Diversamente, o acórdão recorrido entendeu que «as relações de trabalho não podem perdurar quando as descritas condutas do trabalhador — desobediência ilegítima a ordem de superior hierárquico e repetido desinteresse pelo cumprimento das funções com zelo e diligência — constituem, objectivamente, motivo de quebra de confiança por parte da empregadora», tendo declarado o despedimento lícito.

2.1. A proibição dos despedimentos sem justa causa recebeu expresso reconhecimento constitucional no artigo 53.º da Lei Fundamental, subordinado à epígrafe «Segurança no emprego» e inserido no capítulo III («Direitos, liberdades e garantias dos trabalhadores»), do Título II («Direitos, liberdades e garantias») da Parte I («Direitos e deveres fundamentais»).

No plano infraconstitucional, estando em causa um despedimento efectuado em 31 de Outubro de 2012, há que atender à disciplina legal do despedimento por facto imputável ao trabalhador contida no Código do Trabalho de 2009, aprovado pela Lei n.º 7/2009, de 12 de Fevereiro, em vigor a partir de 17 de Fevereiro de 2009, diploma a que pertencem os demais preceitos a citar adiante, sem menção da origem.

De acordo com o n.º 1 do artigo 351.º constitui justa causa de despedimento «o comportamento culposo do trabalhador que, pela sua gravidade e consequências, torne imediata e praticamente impossível a subsistência da relação de trabalho».

O conceito de justa causa formulado neste normativo integra, segundo o entendimento generalizado tanto na doutrina, como na jurisprudência, três elementos: a) um elemento subjectivo, traduzido num comportamento culposo do trabalhador, por acção ou omissão; b) um elemento objectivo, traduzido na impossibilidade da subsistência da relação de trabalho; c) o nexo de causalidade entre aquele comportamento e esta impossibilidade.

Ora, verifica-se a impossibilidade prática da subsistência da relação laboral, quando se esteja perante uma situação de absoluta quebra de confiança entre a entidade patronal e o trabalhador, susceptível de criar no espírito do empregador a dúvida sobre a idoneidade futura da conduta daquele.

Na concretização do critério geral para determinação da justa causa, o n.º 2 do artigo 351.º indica alguns comportamentos do trabalhador que podem configurar justa causa de despedimento, indicação que assume clara natureza exemplificativa.

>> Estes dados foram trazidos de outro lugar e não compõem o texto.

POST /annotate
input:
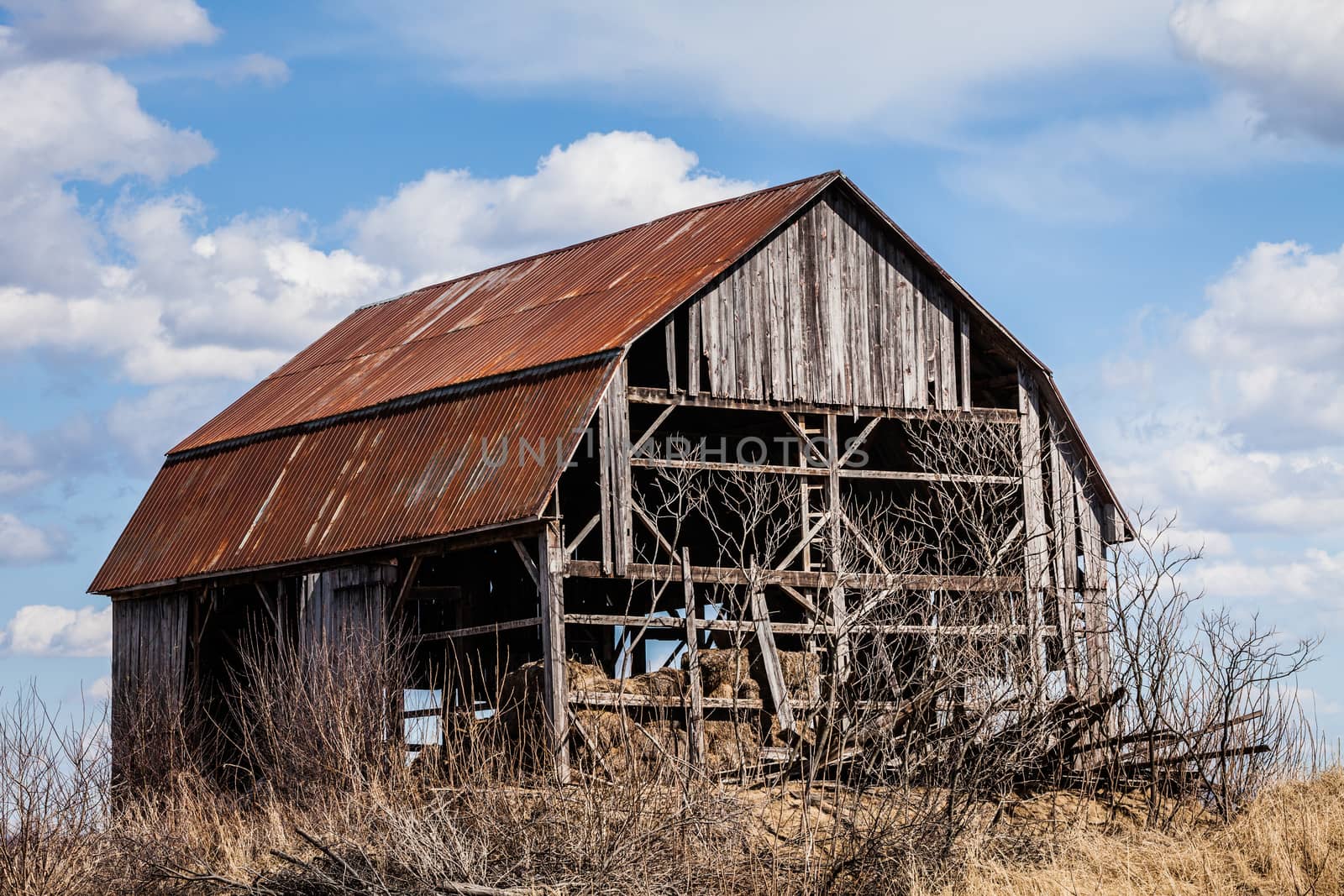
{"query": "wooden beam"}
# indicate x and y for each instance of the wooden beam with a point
(804, 441)
(584, 533)
(801, 600)
(648, 432)
(654, 528)
(494, 627)
(644, 396)
(407, 584)
(779, 469)
(528, 563)
(692, 355)
(857, 443)
(801, 579)
(1034, 516)
(964, 356)
(988, 631)
(696, 720)
(806, 540)
(839, 613)
(551, 598)
(770, 661)
(669, 338)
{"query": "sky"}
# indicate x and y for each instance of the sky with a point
(1147, 192)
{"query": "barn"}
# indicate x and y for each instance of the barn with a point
(702, 432)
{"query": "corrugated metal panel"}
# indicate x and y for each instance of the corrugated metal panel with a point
(362, 483)
(566, 304)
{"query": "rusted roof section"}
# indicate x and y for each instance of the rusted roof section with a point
(387, 477)
(564, 304)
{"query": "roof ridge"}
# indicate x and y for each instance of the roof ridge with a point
(827, 175)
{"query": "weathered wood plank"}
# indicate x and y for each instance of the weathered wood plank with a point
(800, 579)
(551, 600)
(1035, 533)
(696, 688)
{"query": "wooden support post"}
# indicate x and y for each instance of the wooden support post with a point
(696, 716)
(551, 593)
(669, 336)
(692, 355)
(837, 597)
(1065, 553)
(770, 658)
(964, 356)
(1034, 520)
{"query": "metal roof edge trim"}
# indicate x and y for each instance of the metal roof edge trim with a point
(588, 416)
(971, 300)
(168, 584)
(826, 181)
(402, 402)
(830, 176)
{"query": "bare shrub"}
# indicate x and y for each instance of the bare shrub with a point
(53, 795)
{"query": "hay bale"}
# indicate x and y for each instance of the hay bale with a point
(801, 673)
(660, 683)
(523, 687)
(737, 672)
(730, 745)
(727, 673)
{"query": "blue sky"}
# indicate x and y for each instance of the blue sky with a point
(1147, 192)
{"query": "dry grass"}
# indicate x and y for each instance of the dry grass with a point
(1289, 840)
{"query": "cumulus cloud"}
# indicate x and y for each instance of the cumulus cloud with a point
(1234, 422)
(1272, 338)
(1105, 168)
(192, 302)
(22, 543)
(884, 66)
(71, 121)
(260, 67)
(1284, 55)
(450, 222)
(44, 631)
(102, 29)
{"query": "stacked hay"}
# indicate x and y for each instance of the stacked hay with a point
(736, 673)
(660, 683)
(730, 745)
(729, 673)
(615, 741)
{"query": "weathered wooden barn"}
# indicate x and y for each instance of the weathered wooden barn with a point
(479, 463)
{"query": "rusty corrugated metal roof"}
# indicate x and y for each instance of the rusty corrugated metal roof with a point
(366, 438)
(564, 304)
(387, 477)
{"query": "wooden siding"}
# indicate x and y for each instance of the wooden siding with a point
(148, 667)
(344, 607)
(830, 311)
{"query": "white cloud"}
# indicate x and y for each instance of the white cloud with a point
(1104, 168)
(101, 29)
(42, 631)
(1272, 338)
(71, 121)
(1234, 421)
(98, 689)
(148, 425)
(195, 311)
(22, 543)
(890, 67)
(450, 222)
(1285, 55)
(264, 69)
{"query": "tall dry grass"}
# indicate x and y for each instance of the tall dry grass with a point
(490, 817)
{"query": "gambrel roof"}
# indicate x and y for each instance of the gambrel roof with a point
(376, 434)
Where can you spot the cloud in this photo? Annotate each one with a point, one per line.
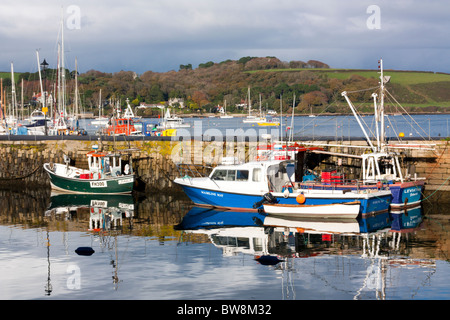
(160, 35)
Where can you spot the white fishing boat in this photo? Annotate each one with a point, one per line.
(101, 120)
(334, 210)
(103, 176)
(223, 112)
(381, 165)
(170, 121)
(249, 185)
(252, 118)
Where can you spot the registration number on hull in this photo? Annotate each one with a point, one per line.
(98, 184)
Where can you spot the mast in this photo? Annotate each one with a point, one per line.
(249, 102)
(21, 98)
(382, 132)
(13, 110)
(63, 71)
(75, 113)
(344, 94)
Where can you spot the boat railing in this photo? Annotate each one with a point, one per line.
(193, 170)
(343, 184)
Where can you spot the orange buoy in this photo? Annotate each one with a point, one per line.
(300, 198)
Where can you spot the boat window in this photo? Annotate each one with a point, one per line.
(241, 175)
(243, 242)
(231, 175)
(256, 174)
(219, 175)
(257, 244)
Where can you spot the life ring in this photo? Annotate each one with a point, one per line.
(300, 198)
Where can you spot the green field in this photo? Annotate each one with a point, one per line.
(399, 77)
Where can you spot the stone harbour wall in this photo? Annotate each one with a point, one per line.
(154, 162)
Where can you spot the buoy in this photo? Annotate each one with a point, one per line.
(268, 260)
(84, 251)
(300, 198)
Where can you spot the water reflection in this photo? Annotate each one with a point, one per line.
(347, 259)
(279, 241)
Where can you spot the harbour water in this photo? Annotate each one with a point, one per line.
(160, 247)
(334, 127)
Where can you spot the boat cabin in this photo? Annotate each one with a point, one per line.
(261, 175)
(106, 164)
(121, 127)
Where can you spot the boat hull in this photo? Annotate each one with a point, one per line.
(110, 185)
(406, 194)
(370, 202)
(337, 210)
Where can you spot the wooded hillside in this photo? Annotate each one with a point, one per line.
(314, 85)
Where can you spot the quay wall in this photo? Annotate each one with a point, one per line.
(154, 161)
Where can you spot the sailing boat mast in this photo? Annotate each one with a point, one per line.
(75, 113)
(63, 71)
(382, 131)
(13, 111)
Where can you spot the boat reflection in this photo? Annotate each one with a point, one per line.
(280, 241)
(106, 212)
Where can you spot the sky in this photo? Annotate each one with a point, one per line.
(160, 35)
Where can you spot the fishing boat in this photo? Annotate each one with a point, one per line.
(171, 121)
(252, 118)
(380, 165)
(269, 123)
(223, 112)
(245, 186)
(335, 210)
(103, 176)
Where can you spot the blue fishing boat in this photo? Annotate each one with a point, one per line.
(249, 185)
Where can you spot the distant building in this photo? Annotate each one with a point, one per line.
(146, 105)
(173, 101)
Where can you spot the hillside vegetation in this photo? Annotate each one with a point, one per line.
(315, 86)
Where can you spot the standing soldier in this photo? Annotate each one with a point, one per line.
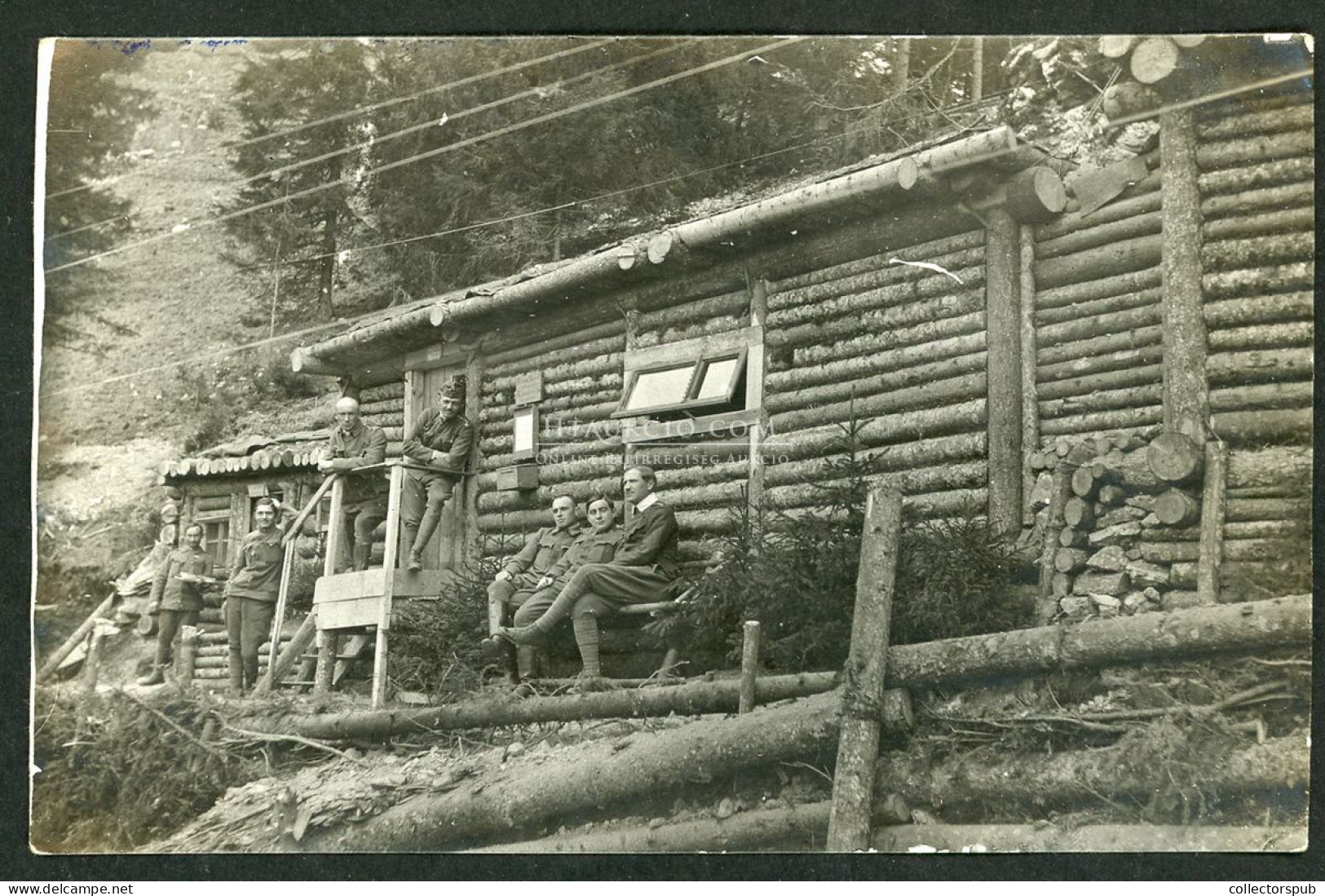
(250, 594)
(439, 439)
(178, 597)
(523, 572)
(356, 444)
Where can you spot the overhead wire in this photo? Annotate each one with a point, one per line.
(449, 148)
(435, 122)
(360, 110)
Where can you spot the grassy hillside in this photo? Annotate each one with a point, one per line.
(183, 297)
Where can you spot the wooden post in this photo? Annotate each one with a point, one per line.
(749, 665)
(328, 641)
(1030, 396)
(1003, 324)
(77, 638)
(388, 565)
(756, 372)
(280, 667)
(1186, 399)
(1212, 523)
(188, 642)
(863, 690)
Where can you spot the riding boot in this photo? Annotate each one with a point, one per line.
(236, 686)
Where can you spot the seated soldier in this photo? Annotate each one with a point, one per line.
(642, 572)
(597, 545)
(178, 595)
(521, 576)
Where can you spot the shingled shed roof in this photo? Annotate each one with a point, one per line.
(643, 256)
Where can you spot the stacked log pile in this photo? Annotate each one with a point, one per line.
(1098, 315)
(1257, 243)
(900, 346)
(1123, 527)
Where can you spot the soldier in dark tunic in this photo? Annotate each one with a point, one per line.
(250, 595)
(176, 597)
(356, 444)
(643, 570)
(440, 439)
(521, 576)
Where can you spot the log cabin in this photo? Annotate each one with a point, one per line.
(983, 311)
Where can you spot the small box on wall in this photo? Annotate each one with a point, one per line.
(521, 478)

Por outro lado, os deveres do trabalhador são listados no artigo 128.º, sendo que o incumprimento baseado no comportamento ilícito e culposo do trabalhador tanto pode proceder do desrespeito de deveres principais, como o dever de realizar o trabalho com zelo e diligência [alínea c)], de deveres secundários, como o dever de velar pela conservação e boa utilização dos bens relacionados com o seu trabalho [alínea g)], ou de deveres acessórios de conduta, deduzidos do princípio geral da boa fé no cumprimento das obrigações, acolhido no n.º 2 do artigo 762.º do Código Civil e reiterado no n.º 1 do artigo 126.º do Código do Trabalho, figurando, entre eles, o dever de guardar lealdade ao empregador, nomeadamente não negociando por conta própria ou alheia em concorrência com ele, nem divulgando informações referentes à sua organização, métodos de produção ou negócios [alínea f)], que são apenas afloramentos do dever de lealdade, como flui do termo «nomeadamente» aí utilizado.

Tal como determina o n.º 3 do artigo 351.º, «[p]ara apreciação da justa causa deve atender-se, no quadro de gestão da empresa, ao grau de lesão dos interesses do empregador, ao carácter das relações entre as partes ou entre o trabalhador e os seus companheiros e às demais circunstâncias que no caso se mostrem relevantes».

Nesta conformidade, a determinação em concreto da justa causa resolve-se pela ponderação de todos os interesses em presença, face à situação de facto que a gerou. Há justa causa quando, ponderados esses interesses e as circunstâncias do caso que se mostrem relevantes — intensidade da culpa, gravidade e consequências do comportamento, grau de lesão dos interesses do empregador, carácter das relações entre as partes —, se conclua pela premência da desvinculação.

Por conseguinte, o conceito de justa causa liga-se à inviabilidade do vínculo contratual, e corresponde a uma crise contratual extrema e irreversível.

Refira-se que, na acção de impugnação do despedimento, o ónus probatório cabe ao trabalhador quanto à existência do contrato de trabalho e ao despedimento, recaindo sobre o empregador quanto à verificação da justa causa de despedimento, sendo que «o empregador apenas pode invocar factos e fundamentos constantes de decisão de despedimento comunicada ao trabalhador» (artigos 342.º, n.os 1 e 2, do Código Civil e 387.º, n.os 1 e 3, do Código do Trabalho), havendo que aditar, face ao alegado pelo recorrente, que não tem aplicação o disposto no n.º 4 do artigo 387.º, já que não se configuram motivos formais para decretar a ilicitude do despedimento.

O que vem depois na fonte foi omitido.